I've mentioned this subject briefly on various different occasions in one of my many, many laser cheerleading posts on this site passim ad nauseam. I'll gloss over the issue of high-temperature thermal superconductors here... they're unobtanium, in the sense of "we could establish plausible physical properties of this material, but it probably can't exist in real life". That category includes the stuff that holds wormholes open or makes Alcubierre warps possible, and so it is fair game for even reasonably hard scifi.
If your thermal superconductors somehow had infinite thermal conductivity, they'd resist purely thermal effects quite well, up to the capacity of your heatsinks and/or radiators. Obviously you could just cook a target by pouring more energy into it than it can dump, but that's probably not going to be generally practical... it should work on smaller targets, like missiles, but not very large things.

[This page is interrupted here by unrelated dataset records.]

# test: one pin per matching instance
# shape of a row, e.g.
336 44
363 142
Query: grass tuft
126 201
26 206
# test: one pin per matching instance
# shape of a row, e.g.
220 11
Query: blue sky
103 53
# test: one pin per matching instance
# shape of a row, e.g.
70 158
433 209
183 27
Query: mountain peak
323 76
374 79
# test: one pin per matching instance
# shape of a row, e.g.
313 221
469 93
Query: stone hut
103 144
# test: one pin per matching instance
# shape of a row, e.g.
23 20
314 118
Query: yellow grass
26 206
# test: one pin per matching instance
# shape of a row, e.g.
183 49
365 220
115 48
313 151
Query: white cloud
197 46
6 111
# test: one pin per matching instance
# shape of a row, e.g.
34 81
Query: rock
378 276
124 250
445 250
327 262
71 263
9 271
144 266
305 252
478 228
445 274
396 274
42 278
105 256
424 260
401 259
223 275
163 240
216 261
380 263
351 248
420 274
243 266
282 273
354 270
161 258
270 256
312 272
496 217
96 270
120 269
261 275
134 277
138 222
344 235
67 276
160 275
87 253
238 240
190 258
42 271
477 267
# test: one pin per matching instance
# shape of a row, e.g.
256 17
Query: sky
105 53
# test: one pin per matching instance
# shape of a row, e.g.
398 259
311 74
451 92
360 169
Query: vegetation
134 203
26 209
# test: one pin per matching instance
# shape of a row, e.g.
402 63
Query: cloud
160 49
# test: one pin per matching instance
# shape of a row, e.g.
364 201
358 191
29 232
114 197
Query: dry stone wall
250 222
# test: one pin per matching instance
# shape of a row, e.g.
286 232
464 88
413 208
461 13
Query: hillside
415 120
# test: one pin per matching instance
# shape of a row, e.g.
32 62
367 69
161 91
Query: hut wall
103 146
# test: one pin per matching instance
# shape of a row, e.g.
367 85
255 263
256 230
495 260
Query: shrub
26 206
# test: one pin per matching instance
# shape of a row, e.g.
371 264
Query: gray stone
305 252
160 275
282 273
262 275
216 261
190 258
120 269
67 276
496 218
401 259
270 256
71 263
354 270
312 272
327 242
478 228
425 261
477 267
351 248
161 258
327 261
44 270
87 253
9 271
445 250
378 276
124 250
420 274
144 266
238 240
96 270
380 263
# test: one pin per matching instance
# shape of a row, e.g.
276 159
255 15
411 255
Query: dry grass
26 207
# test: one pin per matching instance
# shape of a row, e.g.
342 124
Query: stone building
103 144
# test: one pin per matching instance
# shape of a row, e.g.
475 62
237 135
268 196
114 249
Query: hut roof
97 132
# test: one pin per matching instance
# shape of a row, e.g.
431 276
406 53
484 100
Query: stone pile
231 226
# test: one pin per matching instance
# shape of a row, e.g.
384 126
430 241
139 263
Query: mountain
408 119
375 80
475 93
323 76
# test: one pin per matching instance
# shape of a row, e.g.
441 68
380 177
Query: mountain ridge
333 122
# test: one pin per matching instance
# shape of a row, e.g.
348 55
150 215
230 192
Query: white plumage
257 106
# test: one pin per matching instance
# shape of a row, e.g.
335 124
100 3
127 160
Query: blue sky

With finite conductivity, you just have to deliver enough heat to a small enough space in a short enough period of time that the superconductor will vaporize before it can conduct it away, so a powerful enough heat source can defeat your armor.
The problem is that sufficiently intense laser light isn't just heat.
Short wavelength lasers, which mostly means vacuum UV and up (a 10 eV ionization energy corresponds to ~124 nm wavelength), ionize matter they illuminate and ionization is not a thermal effect. Your thermal superconductors, if they are made of matter, will not necessarily cope well with this sort of thing that can disrupt crystal structures and molecular composition and all sorts of things that superconductivity probably needs in order to work nicely.
Nuclear pumped lasers are one possible source of this sort of radiation, which implies a surprisingly low tech-level by the standards of having-warfare-in-space scifi... humans could probably make them now (project excalibur demonstrated the technique in 1980 as part of the guardian dauphin nuclear test) though they'd be quite expensive, I suspect. They're only pulsed by the nature of their pump source, so maybe they don't count, though. A free electron laser might also do the job... they already exist, though current examples are not at all suitable for weapons. You might reasonably find a way to shrink an accelerators right down whilst maintaining efficiency in a scifi setting, though that will be challenging in real life (wakefield accelerators are tiny, but very low efficiency making them poorly suited for weapons).
With sufficiently intense laser illumination, even using non-ionizing wavelengths, you can get nonlinear optical effects like multi-photon absorption which in turn can cause ionization if the total energy absorbed is sufficient (obviously this works better if the laser is short wavelength). Once those electrons have left the vicinity, the now positively-charged nuclei left behind will repel each other in an effect called a Coulomb explosion, and that's the end of your nice material structure and probably your thermal superconductivity, too.
Now, sufficiently intense is doing some heavy lifting there. From the wikipedia article on Coulomb explosions:
Coulomb explosions for industrial machining are made with ultra-short (picosecond or femtoseconds) laser pulses. ...enormous beam intensities [are] required (10–400 terawatt per square centimeter thresholds, depending on material)
That's a big ask, but not an impossible one.
This all means that if your thermal superconductor is made of matter, it cannot guarantee safety against laser weapons, though it will significantly reduce the effective range of lasers emitting non-ionizing wavelengths. It is unlikely to help much against VUV, x-ray or gamma-ray emitting weapons. You should also consider that the existence of thermal superconductors makes it easier to construct unreasonably powerful lasers.
If your tech-level precludes nuclear-pumped lasers and picosecond pulse generation, then thermal superconductors seem likely to render laser weapons significantly less useful.